YuanGongND / cav-mae

Code and Pretrained Models for ICLR 2023 Paper "Contrastive Audio-Visual Masked Autoencoder".
BSD 2-Clause "Simplified" License
214 stars 20 forks source link

what is the validation set for finetuning? #19

Open thirteen-bears opened 8 months ago

thirteen-bears commented 8 months ago

In your paper, you mentioned using Audioset-2M and Audioset-20k for fine-tuning during your experiments. However, I am curious about the process of splitting the training and validation data during the fine-tuning stage.

I know that in VGGsound dataset, they have already split training and validation samples.

Could you kindly elaborate on how this division was carried out for Audioset? Since in the fine-tuning stage, we always need to split the dataset into training and validation data. Do you use Audioset-2M or Audioset-20k to finetune and use Audioset-Eval to validate?

YuanGongND commented 8 months ago

hi there,

Thanks for the question. No, we didn't split a validation set from AudioSet, the reason is that some sound class only has ~50 samples in the dataset, it is hard to split a meaningful validation set without hurting the training performance.

We nor select the model based on the test set mAP, but instead train the model with a fixed training schedule and either use weight averaging or the last epoch as the final model.

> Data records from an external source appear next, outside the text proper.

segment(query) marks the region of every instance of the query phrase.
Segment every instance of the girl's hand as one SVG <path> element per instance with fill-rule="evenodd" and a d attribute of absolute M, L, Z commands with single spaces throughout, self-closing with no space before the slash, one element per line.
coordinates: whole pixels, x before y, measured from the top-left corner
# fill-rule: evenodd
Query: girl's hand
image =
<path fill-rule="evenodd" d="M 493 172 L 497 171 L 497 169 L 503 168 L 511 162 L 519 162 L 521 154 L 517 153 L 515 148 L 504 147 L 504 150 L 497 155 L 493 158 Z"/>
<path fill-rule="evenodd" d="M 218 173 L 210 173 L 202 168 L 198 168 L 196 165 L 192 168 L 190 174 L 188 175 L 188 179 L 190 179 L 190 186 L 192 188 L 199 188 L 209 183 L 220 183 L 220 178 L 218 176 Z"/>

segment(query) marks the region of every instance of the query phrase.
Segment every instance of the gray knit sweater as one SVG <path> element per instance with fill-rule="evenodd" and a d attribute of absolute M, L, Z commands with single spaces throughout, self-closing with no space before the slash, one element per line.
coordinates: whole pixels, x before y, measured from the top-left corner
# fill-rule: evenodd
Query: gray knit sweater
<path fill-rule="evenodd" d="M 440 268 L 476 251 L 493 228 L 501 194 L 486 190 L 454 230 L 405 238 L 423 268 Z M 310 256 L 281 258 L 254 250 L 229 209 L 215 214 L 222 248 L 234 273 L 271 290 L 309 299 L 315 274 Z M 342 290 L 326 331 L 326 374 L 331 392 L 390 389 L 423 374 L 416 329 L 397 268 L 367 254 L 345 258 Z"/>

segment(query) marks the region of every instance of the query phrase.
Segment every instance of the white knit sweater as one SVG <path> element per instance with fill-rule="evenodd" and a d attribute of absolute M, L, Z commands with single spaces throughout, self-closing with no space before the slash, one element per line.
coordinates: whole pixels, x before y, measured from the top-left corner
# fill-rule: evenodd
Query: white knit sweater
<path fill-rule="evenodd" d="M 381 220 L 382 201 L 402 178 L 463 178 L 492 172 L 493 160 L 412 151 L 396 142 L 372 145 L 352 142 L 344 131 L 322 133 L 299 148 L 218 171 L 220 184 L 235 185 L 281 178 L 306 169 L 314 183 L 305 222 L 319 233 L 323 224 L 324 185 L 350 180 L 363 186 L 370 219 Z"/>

It isn't perfect, but in practice choosing any model after a certain epoch would lead to very similar mAP on the evaluation set, particually with weight averaging strategy (i.e., average the weight of last few checkpoints element-wise, please check our PSLA paper).

For the other question in the email, we have released the training / test ids at https://github.com/YuanGongND/cav-mae#audioset-and-vggsound-data-lists. I hope this helps. My personal recommendation is: if you want to compare with CAV-MAE, the easiest way is to take our numbers from the paper (no experiment needed), followed by evaluating our checkpoint on your evaluation set (so remove the impact on eval set difference), followed by train a CAV-MAE with your training data with our recipe (so remove the impact of training and eval data difference). To faliciate the reproduction, we also released our training log that contains all hyper-parameters that you would need at https://github.com/YuanGongND/cav-mae/tree/master/egs/audioset/training_logs and https://github.com/YuanGongND/cav-mae/tree/master/egs/vggsound/training_logs.

-Yuan

thirteen-bears commented 8 months ago

hi there,

Thanks for the question. No, we didn't split a validation set from AudioSet, the reason is that some sound class only has ~50 samples in the dataset, it is hard to split a meaningful validation set without hurting the training performance.

We nor select the model based on the test set mAP, but instead train the model with a fixed training schedule and either use weight averaging or the last epoch as the final model. It isn't perfect, but in practice choosing any model after a certain epoch would lead to very similar mAP on the evaluation set, particually with weight averaging strategy (i.e., average the weight of last few checkpoints element-wise, please check our PSLA paper).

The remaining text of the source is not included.